The goal of this project is to be able to predict the changes which occur in the grain structure of aluminium and nickel superalloy components when they undergo a forging process. Forging is a method of deforming a metal at high temperatures into a component shape. This deformation process and any subsequent annealing stage controls the microstructure (grain size, texture, etc.) of the component and has a dominant effect on the final macroscopic properties of the material.
At present, no reliable model exists for determining the final microstructure. Thus proper optimisation of the forging process normally demands a combination of experience and expensive trials. Because the final microstructure is dependent on many parameters (alloy composition, working temperature, local strain rate, etc.) it is very difficult to model with traditional micromechanical models. Neural networks, however, are ideally suited to such non-linear, multi-parameter problems. Part of my research is to investigate and develop suitable neural network architectures implementing Bayesian methods which are appropriate for this metallurgical application. Such an approach will not only provide a predictive capability for the process but will also provide a rigorous assessment of the reliability of these predictions. This is both a very interesting and important project, because it lies at the boundary between practical industrial problems and academic information analysis theory.
The experimental part of the programme is being undertaken by co-workers in the Mechanics of Multi-phase Materials group within the Materials Science Department in collaboration with industrial partners. These partners include Rolls Royce, Inco and Whyman Gordan. Attention is initially being focused on the cold forging of aluminium components which are then annealed to give recrystallised microstructures. Subsequent to annealing, the materials are sectioned and metallographically studied in order to determine their microscopic characteristics (e.g. grain size, aspect ratio and orientation).
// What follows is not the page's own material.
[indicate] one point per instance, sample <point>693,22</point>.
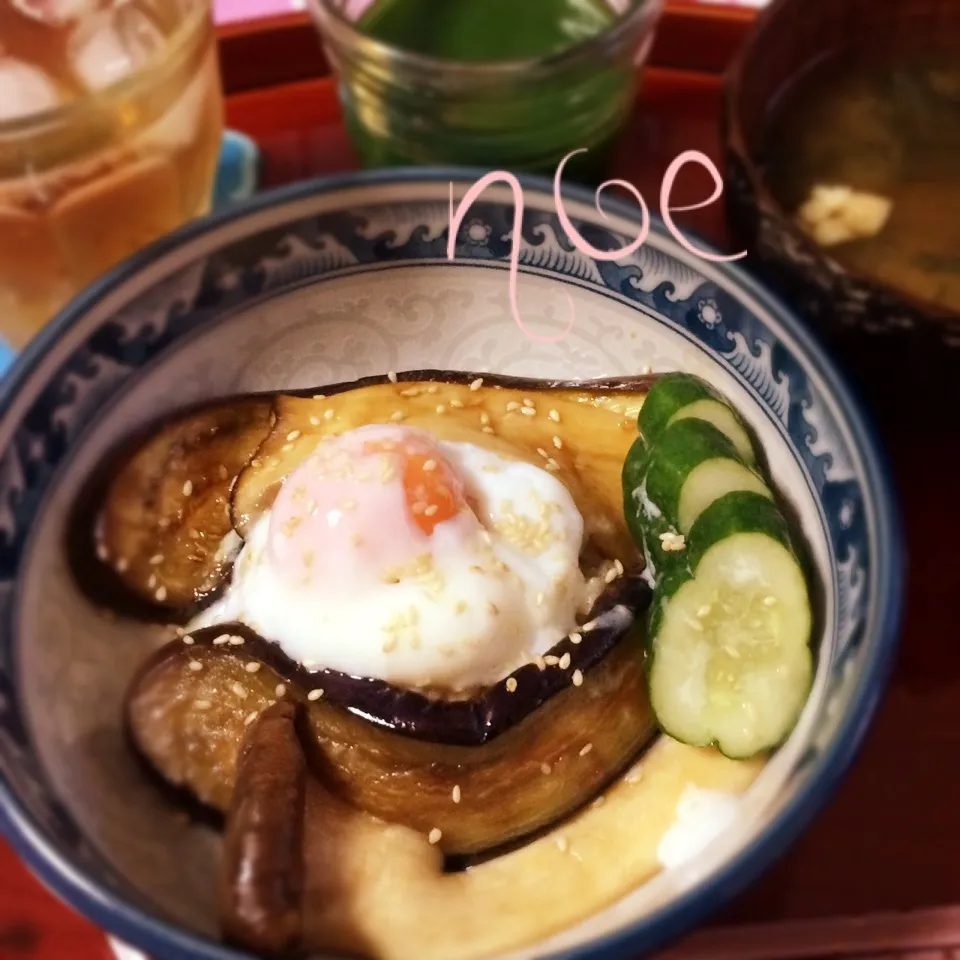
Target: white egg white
<point>488,596</point>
This data is then used to develop neural network techniques to characterise the relationship between the forging conditions and the microstructure of the material. The neural networks are trained using data from forging processes at a range of temperatures, deformation patterns and times. They then effectively interpolate this data to produce predictions of the final microstructure that would be achieved under a wide range of permutations of the forging variables. Ultimately we would like to be able to invert the problem, so that we can deduce the forging parameters required to yield a desired microstructure.
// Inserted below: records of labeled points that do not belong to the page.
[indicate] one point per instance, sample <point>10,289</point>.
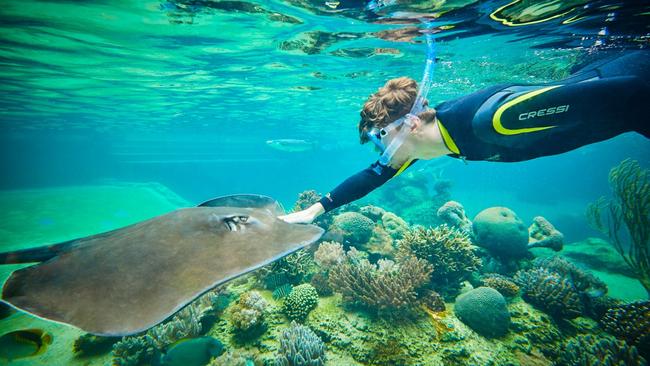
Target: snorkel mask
<point>377,135</point>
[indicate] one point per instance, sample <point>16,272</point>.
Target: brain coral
<point>501,231</point>
<point>300,302</point>
<point>484,310</point>
<point>356,228</point>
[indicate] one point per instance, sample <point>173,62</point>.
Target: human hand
<point>300,217</point>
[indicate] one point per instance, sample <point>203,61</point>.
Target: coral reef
<point>627,217</point>
<point>582,280</point>
<point>328,254</point>
<point>374,213</point>
<point>503,284</point>
<point>301,300</point>
<point>133,351</point>
<point>387,289</point>
<point>248,312</point>
<point>238,358</point>
<point>448,250</point>
<point>320,281</point>
<point>452,213</point>
<point>501,232</point>
<point>630,322</point>
<point>550,292</point>
<point>300,346</point>
<point>484,310</point>
<point>355,228</point>
<point>293,269</point>
<point>599,351</point>
<point>89,344</point>
<point>394,225</point>
<point>542,234</point>
<point>186,323</point>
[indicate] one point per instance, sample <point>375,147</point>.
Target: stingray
<point>127,280</point>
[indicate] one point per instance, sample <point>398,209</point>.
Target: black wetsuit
<point>512,123</point>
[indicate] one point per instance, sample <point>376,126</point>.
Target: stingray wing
<point>131,279</point>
The first part of this project focused on the application of Gaussian process models (which can be considered as a variant of neural networks) for modelling this problem. Some metallurgical results from this project can be found in these papers:
The second part of this project looked at the development of a recurrent neural network architecture for modelling the hot-forging of materials. Hot-forging is a dynamic process in which dynamic recrystallisation of the material occurs during the forging process. This leads to a marked increase in the complexity of the process, which now exhibits path-dependent behaviour. The dynamic modelling problem and the network architecture is described in the following paper. For further details see the dynet web page.
This project was supported by Inco Alloys Limited, Alcan
International, DERA and the EPSRC.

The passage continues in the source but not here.